EXCERPT: Off to See the Emperor — Orson Scott Card

A four-room school in Aberdeen, Dakota Territory, September 1889

The teacher introduced six-year-old Frank Joslyn Baum as one of the new first graders. “Young Frank’s father is Mr. L. Frank Baum, editor of our town’s newspaper. Does anyone know the name of the newspaper?”

One hand went up—that of a nine-year-old girl. Frank noticed that the bands of fabric around the bottom of her dress were darker, the colors deeper. The dress must always have been too big for the girl, but over the years during which she wore it, the hem had been let down three times, exposing fabric less faded by the sun. Frank liked to notice things like that and figure out what they meant.

The teacher seemed reluctant to call on the girl. “Why don’t you tell us the name of your father’s paper?” the teacher asked him.

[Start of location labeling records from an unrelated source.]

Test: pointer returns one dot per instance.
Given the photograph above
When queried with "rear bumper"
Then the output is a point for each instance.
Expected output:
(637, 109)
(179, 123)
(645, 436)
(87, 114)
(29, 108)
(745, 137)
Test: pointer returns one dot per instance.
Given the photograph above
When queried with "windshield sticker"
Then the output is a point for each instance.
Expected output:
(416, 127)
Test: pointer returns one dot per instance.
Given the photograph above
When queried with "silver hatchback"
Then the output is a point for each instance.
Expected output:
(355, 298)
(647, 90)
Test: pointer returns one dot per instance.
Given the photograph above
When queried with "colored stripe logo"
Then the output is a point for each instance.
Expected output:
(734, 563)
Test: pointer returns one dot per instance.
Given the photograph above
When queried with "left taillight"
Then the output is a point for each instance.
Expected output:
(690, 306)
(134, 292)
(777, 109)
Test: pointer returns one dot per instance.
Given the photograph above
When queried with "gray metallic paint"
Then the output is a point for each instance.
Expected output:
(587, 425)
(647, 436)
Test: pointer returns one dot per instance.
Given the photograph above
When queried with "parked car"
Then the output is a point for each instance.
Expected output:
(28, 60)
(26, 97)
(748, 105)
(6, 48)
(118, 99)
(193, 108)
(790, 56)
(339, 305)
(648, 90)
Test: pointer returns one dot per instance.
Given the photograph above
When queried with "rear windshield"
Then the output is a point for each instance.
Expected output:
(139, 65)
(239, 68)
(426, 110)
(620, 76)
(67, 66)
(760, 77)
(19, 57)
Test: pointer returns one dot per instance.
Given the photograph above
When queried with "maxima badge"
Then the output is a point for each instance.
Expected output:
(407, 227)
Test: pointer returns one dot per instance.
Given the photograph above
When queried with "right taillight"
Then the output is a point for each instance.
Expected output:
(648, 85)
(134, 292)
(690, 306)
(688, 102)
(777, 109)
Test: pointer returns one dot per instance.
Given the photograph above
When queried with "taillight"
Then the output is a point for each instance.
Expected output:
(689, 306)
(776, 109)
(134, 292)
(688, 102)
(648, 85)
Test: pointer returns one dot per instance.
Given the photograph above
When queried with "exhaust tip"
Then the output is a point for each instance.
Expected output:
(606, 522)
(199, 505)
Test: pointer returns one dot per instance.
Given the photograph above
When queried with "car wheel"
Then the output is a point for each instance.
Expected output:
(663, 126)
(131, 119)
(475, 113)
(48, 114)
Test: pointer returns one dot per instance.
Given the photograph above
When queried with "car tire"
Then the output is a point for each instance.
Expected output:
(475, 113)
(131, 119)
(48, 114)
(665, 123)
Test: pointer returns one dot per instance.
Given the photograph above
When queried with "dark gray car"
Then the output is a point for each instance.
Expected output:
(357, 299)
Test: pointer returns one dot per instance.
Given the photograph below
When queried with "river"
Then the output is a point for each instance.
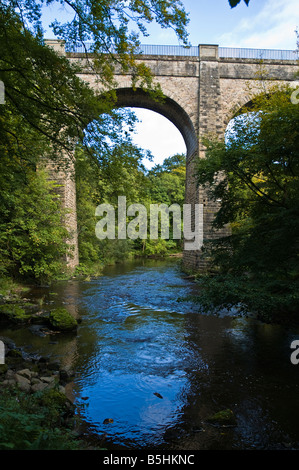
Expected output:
(156, 369)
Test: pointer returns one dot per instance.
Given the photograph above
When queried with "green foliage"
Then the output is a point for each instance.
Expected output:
(255, 174)
(234, 3)
(62, 320)
(119, 172)
(33, 422)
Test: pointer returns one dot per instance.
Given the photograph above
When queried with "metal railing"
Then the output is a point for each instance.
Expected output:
(193, 51)
(243, 53)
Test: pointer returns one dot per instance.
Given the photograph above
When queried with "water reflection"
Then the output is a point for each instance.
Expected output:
(159, 369)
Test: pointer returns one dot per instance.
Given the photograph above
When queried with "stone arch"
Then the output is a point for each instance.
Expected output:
(127, 97)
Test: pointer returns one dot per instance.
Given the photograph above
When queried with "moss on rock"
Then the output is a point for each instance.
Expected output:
(61, 319)
(14, 313)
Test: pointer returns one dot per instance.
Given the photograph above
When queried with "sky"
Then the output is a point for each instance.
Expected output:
(264, 24)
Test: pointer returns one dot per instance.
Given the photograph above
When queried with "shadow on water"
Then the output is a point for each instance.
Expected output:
(150, 370)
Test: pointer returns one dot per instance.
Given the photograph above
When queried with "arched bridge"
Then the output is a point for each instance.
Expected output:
(204, 86)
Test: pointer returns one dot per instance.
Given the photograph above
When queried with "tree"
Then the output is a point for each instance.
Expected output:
(255, 174)
(48, 107)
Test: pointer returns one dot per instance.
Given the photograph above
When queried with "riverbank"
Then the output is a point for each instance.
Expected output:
(36, 407)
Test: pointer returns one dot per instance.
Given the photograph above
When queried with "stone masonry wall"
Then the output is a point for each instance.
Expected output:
(203, 94)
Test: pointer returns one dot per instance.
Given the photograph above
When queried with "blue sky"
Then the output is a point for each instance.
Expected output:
(264, 24)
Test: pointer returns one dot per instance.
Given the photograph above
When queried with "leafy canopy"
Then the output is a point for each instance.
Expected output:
(255, 175)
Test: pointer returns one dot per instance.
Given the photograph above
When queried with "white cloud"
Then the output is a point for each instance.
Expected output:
(157, 134)
(272, 28)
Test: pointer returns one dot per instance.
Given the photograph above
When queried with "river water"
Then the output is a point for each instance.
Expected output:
(159, 369)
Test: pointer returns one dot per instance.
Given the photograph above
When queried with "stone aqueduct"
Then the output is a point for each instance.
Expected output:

She knows,” said Frank, pointing at the girl, who was now sitting with both hands tucked under her bottom.

“Do you think she does?” asked the teacher with an air of condescension. “Dotty, what were you raising your hand to say?”

Dotty looked straight at Frank. “Your father’s store went bust,” she said. “He owned Baum’s Bazaar.”

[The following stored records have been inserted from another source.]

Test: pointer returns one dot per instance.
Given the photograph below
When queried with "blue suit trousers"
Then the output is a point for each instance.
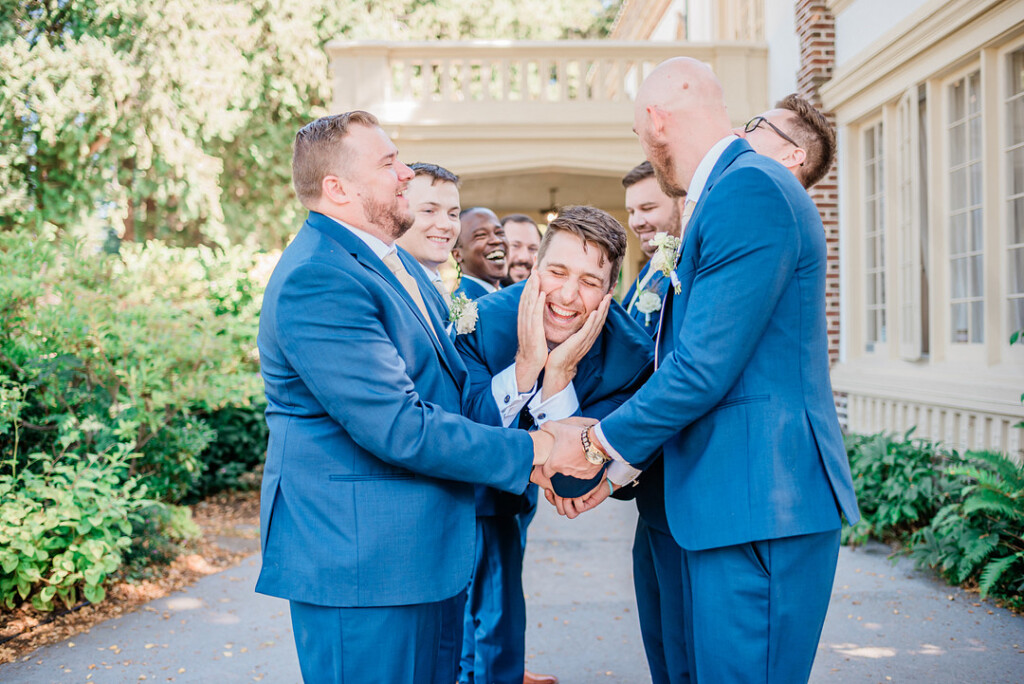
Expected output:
(398, 644)
(755, 610)
(495, 630)
(658, 584)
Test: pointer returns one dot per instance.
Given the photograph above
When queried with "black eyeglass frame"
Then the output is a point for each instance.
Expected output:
(753, 124)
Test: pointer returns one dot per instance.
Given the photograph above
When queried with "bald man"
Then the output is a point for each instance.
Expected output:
(756, 476)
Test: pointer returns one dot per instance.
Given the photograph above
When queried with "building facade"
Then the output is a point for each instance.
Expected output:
(924, 211)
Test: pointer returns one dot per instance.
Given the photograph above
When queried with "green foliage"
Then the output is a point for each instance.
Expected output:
(65, 525)
(175, 120)
(124, 353)
(980, 537)
(900, 484)
(232, 459)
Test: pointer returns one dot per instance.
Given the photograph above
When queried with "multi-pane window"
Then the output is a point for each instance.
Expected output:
(875, 237)
(1015, 186)
(966, 228)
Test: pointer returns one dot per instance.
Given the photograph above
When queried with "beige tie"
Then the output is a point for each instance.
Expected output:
(394, 263)
(445, 295)
(687, 212)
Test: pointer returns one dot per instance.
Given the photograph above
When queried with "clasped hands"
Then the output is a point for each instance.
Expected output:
(557, 445)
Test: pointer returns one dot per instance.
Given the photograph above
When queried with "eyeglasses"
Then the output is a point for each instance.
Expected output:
(753, 124)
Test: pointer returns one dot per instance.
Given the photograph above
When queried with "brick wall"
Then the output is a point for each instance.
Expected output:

Frank blushed. It was shameful that the store went out of business; no one spoke of it.

“I fail to see what that has to do with the name of the newspaper,” said the teacher. Then, in a voice loud enough for all to hear, she said to Frank, “Now you know why I rarely choose to call on Dotty.”

“It was a wonderful store,” said Dotty. “Your father gave Auntie Bess credit, and it got us through the winter.”

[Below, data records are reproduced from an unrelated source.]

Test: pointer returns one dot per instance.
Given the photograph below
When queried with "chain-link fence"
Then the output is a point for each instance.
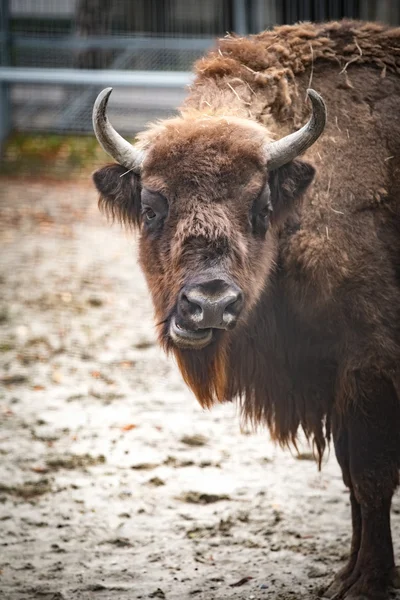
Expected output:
(138, 36)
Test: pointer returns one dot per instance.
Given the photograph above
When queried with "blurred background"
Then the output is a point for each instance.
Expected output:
(114, 484)
(55, 57)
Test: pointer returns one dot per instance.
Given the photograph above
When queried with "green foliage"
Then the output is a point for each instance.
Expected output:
(51, 156)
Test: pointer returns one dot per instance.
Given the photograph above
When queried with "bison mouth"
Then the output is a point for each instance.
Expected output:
(188, 338)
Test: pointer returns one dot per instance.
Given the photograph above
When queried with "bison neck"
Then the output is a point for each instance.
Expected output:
(282, 368)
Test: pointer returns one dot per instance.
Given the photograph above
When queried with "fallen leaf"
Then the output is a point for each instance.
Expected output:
(157, 594)
(241, 581)
(194, 440)
(156, 482)
(128, 427)
(201, 498)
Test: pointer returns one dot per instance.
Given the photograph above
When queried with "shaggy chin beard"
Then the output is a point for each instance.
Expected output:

“That is enough, Dotty,” said the teacher.

Auntie Bess. Frank knew Bess Krassner was one of the customers whose failure to pay had led to the bankruptcy. Frank didn’t miss much. Mrs. Krassner was a stern woman who frightened most children with her cold glare, but Frank was not afraid of her. He could look right at her even when she glared.

“The newspaper is the Aberdeen Saturday Pioneer,” said Dotty, “and Mr. Baum writes the column ‘Our Landlady.’”

Then Dotty sat down.

Frank read his father’s column every week, every word. He should not be in first grade, but the teacher would not hear of advancing him. “Children learn raggedly unless they have guidance,” she had said. “Whatever he thinks he has learned on his own will almost certainly have to be taught to him again, but now in its proper order.”

When Mother told this to Father, he laughed. “I’m sure our poor boy has his letters all inside out. She’ll set him straight.”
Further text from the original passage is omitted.